There are a number of reasons to do research in web caching. Many of
them were brought up in a discussion on the
ircache mailing list.
For the original posts, see the thread on 'free bandwidth' in the
ircache archives
for September
1998.
I generally break up motivations in web caching research as short term and
long term. In the short term, there is the desire to improve upon web
caching systems as they can affect the performance of the web today. This
includes:
- Reducing the cost of connecting to the Internet.
Traffic on the web consumes more bandwidth than any other Internet
service, and so any method that can reduce the bandwidth requirements is
particularly welcome in parts of the world in which telecommunication
services are much more expensive than in the U.S., and in which service
is often provided on a cost per bit basis. Even when telecommunication
costs are reasonable, a large percentage of traffic is destined to or from
the U.S. and so must use expensive trans-oceanic network links.
- Reducing the latency of today's WWW.
One of the most common end-user desires is for more speed. Many people
believe web caching can help reduce the "World Wide Wait", and so research
that improves upon user latency is quite welcome.

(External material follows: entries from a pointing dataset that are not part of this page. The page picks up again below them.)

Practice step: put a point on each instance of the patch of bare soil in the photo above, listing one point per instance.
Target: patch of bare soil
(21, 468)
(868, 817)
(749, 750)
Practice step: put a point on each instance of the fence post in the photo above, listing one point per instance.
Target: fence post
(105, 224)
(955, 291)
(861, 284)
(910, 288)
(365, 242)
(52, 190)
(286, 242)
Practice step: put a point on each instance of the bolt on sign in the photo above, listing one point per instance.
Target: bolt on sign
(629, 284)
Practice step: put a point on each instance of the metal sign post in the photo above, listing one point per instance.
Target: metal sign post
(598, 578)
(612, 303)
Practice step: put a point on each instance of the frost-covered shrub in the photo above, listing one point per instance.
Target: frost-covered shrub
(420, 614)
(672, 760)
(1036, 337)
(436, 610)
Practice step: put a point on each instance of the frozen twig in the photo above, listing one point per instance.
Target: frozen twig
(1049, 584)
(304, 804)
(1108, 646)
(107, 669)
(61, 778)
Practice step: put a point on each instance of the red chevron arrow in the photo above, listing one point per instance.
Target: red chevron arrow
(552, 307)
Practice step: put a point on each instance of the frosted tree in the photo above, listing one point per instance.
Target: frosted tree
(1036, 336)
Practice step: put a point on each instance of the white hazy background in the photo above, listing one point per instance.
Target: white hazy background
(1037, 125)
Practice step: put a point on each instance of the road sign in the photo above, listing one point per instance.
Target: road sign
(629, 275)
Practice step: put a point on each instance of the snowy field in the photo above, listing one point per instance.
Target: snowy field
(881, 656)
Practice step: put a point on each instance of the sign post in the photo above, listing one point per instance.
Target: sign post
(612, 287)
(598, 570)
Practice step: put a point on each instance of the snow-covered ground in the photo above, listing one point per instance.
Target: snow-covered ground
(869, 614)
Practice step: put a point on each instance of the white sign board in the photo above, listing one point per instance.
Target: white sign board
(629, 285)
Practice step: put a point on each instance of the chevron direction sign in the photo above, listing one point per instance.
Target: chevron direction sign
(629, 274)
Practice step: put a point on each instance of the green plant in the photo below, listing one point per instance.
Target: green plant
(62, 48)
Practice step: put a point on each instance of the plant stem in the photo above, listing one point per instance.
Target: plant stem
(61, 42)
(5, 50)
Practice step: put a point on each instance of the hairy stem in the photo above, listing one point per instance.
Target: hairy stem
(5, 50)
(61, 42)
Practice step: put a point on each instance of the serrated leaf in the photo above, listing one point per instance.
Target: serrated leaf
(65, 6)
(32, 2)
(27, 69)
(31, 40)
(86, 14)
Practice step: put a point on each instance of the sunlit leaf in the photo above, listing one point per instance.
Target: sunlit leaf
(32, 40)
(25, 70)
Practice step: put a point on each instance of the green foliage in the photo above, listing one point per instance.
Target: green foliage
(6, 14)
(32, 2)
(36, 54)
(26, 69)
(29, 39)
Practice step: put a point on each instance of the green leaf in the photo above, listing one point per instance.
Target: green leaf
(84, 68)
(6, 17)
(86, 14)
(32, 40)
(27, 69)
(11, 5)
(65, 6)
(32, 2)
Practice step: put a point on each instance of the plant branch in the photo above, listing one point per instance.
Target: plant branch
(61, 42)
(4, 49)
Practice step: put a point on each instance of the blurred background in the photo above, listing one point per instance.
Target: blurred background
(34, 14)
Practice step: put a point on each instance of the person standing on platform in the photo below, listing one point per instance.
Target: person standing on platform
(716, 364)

Latency improvements
are most noticable, again, in areas of the world in which data must travel
long distances, accumulating significant latency as a result of
speed-of-light constraints, accumulating processing time by many
systems over many network hops, and increased likelihood of experiencing
congestion as more networks are traversed to cover such distances.

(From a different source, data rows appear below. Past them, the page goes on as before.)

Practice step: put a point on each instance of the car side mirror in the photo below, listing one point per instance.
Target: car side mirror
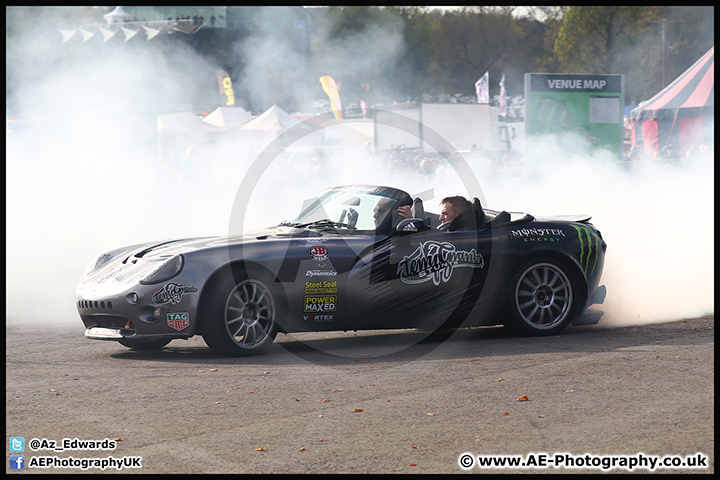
(411, 225)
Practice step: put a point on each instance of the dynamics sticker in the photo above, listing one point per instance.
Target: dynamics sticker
(436, 261)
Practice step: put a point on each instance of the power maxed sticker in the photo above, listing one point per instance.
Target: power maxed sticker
(320, 303)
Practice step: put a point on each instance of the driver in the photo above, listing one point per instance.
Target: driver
(382, 209)
(451, 207)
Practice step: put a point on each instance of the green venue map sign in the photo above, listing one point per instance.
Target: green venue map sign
(591, 106)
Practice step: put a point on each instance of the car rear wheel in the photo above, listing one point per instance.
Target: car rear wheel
(145, 343)
(242, 316)
(542, 299)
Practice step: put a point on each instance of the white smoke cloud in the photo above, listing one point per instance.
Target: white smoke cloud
(83, 177)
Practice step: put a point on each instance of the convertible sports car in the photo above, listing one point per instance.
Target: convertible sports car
(348, 261)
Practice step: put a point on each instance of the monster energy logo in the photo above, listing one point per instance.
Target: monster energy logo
(589, 247)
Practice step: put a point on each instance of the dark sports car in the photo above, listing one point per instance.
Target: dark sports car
(348, 261)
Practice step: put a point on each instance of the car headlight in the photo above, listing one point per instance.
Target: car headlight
(165, 271)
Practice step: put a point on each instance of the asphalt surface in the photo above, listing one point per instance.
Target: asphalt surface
(367, 402)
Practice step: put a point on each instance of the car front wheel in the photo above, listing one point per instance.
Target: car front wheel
(542, 299)
(241, 316)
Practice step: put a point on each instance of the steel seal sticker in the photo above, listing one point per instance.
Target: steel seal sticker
(178, 321)
(321, 287)
(436, 261)
(589, 248)
(319, 253)
(172, 292)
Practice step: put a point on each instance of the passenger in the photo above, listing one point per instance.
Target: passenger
(450, 208)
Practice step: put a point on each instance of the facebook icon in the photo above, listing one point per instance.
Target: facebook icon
(17, 462)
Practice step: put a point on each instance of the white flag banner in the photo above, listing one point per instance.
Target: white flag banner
(129, 33)
(151, 32)
(67, 34)
(107, 34)
(86, 35)
(482, 89)
(503, 98)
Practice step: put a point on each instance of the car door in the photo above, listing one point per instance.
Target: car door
(418, 279)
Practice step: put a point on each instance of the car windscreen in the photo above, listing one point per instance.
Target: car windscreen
(349, 208)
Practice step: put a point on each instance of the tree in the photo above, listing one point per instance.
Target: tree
(594, 39)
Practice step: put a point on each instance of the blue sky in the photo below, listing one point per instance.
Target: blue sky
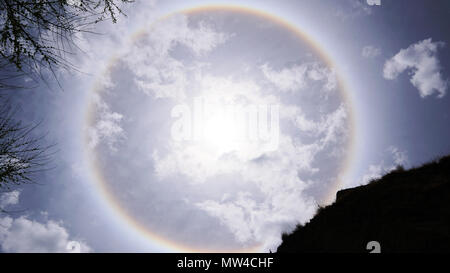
(393, 58)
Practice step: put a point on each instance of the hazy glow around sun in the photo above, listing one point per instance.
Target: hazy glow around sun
(211, 136)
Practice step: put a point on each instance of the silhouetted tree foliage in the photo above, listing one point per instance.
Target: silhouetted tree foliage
(35, 35)
(21, 152)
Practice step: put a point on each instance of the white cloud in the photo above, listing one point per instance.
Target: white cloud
(297, 77)
(370, 52)
(279, 201)
(24, 235)
(156, 71)
(107, 126)
(421, 59)
(9, 198)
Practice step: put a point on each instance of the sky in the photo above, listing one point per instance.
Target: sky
(351, 89)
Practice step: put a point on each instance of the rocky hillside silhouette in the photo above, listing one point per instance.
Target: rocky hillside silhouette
(405, 211)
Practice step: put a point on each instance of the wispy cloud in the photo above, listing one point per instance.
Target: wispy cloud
(422, 61)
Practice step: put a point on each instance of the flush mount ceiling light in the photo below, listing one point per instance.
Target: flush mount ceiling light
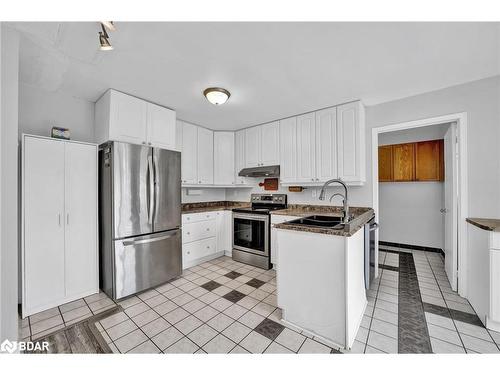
(105, 45)
(216, 95)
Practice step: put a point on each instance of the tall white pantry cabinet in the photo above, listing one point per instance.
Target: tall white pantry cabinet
(59, 222)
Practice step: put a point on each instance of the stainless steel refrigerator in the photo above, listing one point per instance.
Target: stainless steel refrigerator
(139, 217)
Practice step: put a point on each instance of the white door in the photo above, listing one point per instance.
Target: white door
(450, 202)
(270, 144)
(128, 121)
(239, 149)
(205, 156)
(161, 127)
(288, 150)
(348, 143)
(189, 159)
(224, 158)
(43, 205)
(252, 147)
(306, 146)
(81, 220)
(326, 144)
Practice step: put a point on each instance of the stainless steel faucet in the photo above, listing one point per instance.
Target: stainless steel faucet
(346, 204)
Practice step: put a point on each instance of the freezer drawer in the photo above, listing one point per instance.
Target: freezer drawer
(145, 262)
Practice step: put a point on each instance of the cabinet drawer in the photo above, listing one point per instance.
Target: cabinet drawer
(198, 230)
(198, 249)
(199, 216)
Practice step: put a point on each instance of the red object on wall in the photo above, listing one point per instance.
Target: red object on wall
(270, 184)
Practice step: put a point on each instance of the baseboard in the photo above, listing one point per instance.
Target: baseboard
(412, 247)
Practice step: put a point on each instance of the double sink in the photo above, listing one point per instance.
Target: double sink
(320, 221)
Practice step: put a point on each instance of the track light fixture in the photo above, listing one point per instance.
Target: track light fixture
(105, 45)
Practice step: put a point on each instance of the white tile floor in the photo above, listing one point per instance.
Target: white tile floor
(183, 317)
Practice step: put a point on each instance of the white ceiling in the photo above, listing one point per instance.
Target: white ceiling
(273, 70)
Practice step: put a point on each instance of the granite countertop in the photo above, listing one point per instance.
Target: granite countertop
(190, 208)
(492, 225)
(361, 215)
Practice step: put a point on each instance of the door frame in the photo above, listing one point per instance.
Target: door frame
(462, 202)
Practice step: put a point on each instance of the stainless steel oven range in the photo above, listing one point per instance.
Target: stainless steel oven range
(252, 229)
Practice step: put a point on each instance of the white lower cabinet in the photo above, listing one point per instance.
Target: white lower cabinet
(277, 219)
(59, 222)
(205, 236)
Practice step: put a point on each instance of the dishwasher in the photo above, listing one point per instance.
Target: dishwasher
(370, 229)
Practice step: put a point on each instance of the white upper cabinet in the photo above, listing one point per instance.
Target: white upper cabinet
(239, 149)
(205, 156)
(262, 145)
(306, 148)
(161, 127)
(288, 149)
(189, 155)
(326, 144)
(270, 144)
(252, 147)
(125, 118)
(224, 158)
(351, 142)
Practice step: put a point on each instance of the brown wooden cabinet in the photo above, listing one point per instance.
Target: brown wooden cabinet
(418, 161)
(385, 167)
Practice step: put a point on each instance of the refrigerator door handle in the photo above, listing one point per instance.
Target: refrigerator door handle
(151, 190)
(148, 240)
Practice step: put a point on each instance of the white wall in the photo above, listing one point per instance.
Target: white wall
(9, 78)
(409, 211)
(40, 110)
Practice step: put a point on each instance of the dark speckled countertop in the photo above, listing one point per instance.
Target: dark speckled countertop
(493, 225)
(190, 208)
(361, 215)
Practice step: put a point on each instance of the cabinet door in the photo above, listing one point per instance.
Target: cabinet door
(239, 149)
(429, 160)
(80, 219)
(43, 208)
(205, 156)
(288, 150)
(270, 144)
(350, 132)
(128, 118)
(385, 164)
(252, 147)
(189, 159)
(306, 150)
(161, 127)
(224, 158)
(326, 144)
(404, 162)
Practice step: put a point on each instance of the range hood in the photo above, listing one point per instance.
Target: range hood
(269, 171)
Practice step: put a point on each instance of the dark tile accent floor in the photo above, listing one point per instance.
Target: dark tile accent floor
(234, 296)
(211, 285)
(269, 329)
(256, 283)
(413, 335)
(233, 274)
(453, 314)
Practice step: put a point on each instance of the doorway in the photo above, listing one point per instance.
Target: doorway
(454, 209)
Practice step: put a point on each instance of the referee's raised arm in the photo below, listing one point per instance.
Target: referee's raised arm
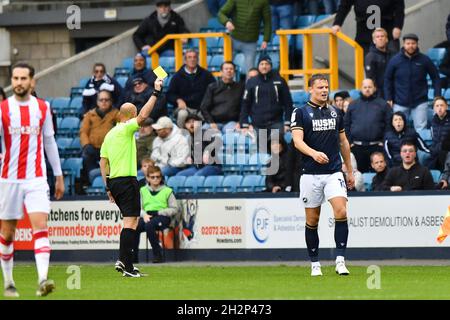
(148, 107)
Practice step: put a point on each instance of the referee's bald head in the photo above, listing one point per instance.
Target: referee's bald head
(128, 111)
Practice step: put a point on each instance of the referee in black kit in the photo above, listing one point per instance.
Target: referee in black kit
(118, 165)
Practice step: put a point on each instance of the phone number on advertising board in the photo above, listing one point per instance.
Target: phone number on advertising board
(221, 230)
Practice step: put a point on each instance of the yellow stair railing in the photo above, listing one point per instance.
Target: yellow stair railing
(202, 50)
(308, 69)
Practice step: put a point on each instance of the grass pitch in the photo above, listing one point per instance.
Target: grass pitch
(165, 282)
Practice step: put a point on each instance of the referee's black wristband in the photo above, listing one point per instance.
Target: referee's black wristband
(156, 93)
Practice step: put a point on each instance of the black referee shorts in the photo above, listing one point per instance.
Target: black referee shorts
(125, 191)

High latency as a result of speed-of-light constraints is particularly
taxing in satellite communications.
In the long term one might argue that research in web caching is
not necessary, as the cost of bandwidth continues to drop.
However, research in web caching will continue to reap benefits as:
- Bandwidth will always have some cost.
The cost of bandwidth will never reach zero, even though costs are
currently going down as competition increases, the market grows, and
economies of scale contribute. No matter what the cost for bandwidth, one
will always want to maximize the return on investment, and caching will
often help.
- Non-uniform bandwidth and latencies.
Because of physical limitations such as environment and location, as
well as financial limitations, there will always be variations in
bandwidth and latencies. Caching can help to smooth these effects.

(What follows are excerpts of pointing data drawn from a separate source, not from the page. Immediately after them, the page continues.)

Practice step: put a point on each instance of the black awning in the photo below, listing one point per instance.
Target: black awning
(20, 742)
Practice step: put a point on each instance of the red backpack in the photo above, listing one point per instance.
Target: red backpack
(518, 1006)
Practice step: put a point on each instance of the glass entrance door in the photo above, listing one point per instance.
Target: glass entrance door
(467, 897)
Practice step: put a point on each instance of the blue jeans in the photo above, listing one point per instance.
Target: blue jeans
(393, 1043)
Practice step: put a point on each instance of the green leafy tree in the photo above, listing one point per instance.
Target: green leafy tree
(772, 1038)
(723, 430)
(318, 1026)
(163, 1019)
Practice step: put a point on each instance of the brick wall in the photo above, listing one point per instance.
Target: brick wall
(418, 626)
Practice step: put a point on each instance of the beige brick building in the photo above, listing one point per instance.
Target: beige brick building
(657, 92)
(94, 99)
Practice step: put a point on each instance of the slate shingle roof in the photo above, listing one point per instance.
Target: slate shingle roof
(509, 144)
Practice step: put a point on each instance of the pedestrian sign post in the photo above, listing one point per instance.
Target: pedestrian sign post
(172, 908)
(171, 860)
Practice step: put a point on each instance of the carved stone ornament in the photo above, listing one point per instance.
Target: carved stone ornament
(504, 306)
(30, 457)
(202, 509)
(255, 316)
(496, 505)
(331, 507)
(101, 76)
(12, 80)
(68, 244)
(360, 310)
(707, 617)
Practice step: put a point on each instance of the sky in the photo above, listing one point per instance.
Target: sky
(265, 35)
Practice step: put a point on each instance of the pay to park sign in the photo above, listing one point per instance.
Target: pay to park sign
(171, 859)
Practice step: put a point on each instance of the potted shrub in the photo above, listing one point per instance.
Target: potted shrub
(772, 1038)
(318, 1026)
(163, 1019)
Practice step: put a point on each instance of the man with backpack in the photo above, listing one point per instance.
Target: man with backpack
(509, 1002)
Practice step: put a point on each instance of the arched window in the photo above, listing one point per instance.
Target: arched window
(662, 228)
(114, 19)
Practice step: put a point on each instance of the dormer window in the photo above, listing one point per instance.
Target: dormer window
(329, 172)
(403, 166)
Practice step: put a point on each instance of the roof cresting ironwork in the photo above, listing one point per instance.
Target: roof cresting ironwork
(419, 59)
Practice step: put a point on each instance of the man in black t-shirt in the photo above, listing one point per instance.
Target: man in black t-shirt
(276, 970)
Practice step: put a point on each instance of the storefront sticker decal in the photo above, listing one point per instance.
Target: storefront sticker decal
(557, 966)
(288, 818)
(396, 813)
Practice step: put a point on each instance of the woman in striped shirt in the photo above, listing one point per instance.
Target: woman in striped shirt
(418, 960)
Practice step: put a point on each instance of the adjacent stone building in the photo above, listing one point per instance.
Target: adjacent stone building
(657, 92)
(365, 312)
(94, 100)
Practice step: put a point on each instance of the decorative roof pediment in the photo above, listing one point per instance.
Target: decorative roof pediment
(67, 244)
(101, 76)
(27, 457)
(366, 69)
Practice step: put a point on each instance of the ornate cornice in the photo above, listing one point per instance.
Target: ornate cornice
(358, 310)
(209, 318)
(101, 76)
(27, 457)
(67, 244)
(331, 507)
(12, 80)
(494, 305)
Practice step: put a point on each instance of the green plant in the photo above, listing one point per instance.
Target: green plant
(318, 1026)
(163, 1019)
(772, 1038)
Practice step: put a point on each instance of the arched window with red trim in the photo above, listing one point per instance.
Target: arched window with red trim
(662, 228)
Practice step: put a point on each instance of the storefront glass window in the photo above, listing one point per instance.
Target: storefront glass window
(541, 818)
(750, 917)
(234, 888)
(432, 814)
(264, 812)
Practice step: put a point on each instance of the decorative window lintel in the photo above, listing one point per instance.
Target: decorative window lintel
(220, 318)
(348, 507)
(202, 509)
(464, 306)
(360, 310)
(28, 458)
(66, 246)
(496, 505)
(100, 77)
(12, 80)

- Bandwidth demands continue to increase.
New users are still getting connected to the Internet in large numbers.
Even as growth in the user base slows, demand for increased bandwith
will continue as high-bandwidth media such as audio and video
increase in popularity.
If the price is low enough, demand will always outstrip supply.
Additionally, as the availability of bandwidth increases, user
expectations are also likely to increase.
- Hot spots in the web will continue.
While some user demand can be predicted (such as for the latest version of
a free web browser), and thus have the potential for intelligent load
balancing by distributing content among many systems and networks, other
popular web destinations come as a surprise, sometimes as a result of
current events, but also potentially just as a result of desirable content
and word of mouth. These 'hot spots' will continue to affect availability
and response time and can be alleviated through web caching.
- Communication vs. computation.
Communication is likely to always be more expensive (to some
extent) than computation. We can build CPUs that are much faster than
main memory, and so memory caches are utilized. Likewise, caches will
continue to be used as computer systems and network connectivity both
get faster.
There are a number of parallels to this situation; one is that of
main memory in
computer systems. The cost of RAM has decreased tremendously over the
past decades. Yet relatively few people would claim to have enough, and
in fact, demand for additional memory to handle larger applications
continues unabated. Therefore,
virtual memory (caching) continues to be used strategically instead of
purchasing additional memory.
Of course, there are additional secondary benefits to web caching. These
include reduced load on the originating servers, and improved reliability
as objects may be available in a cache even when the original web server
is currently inaccessible.
|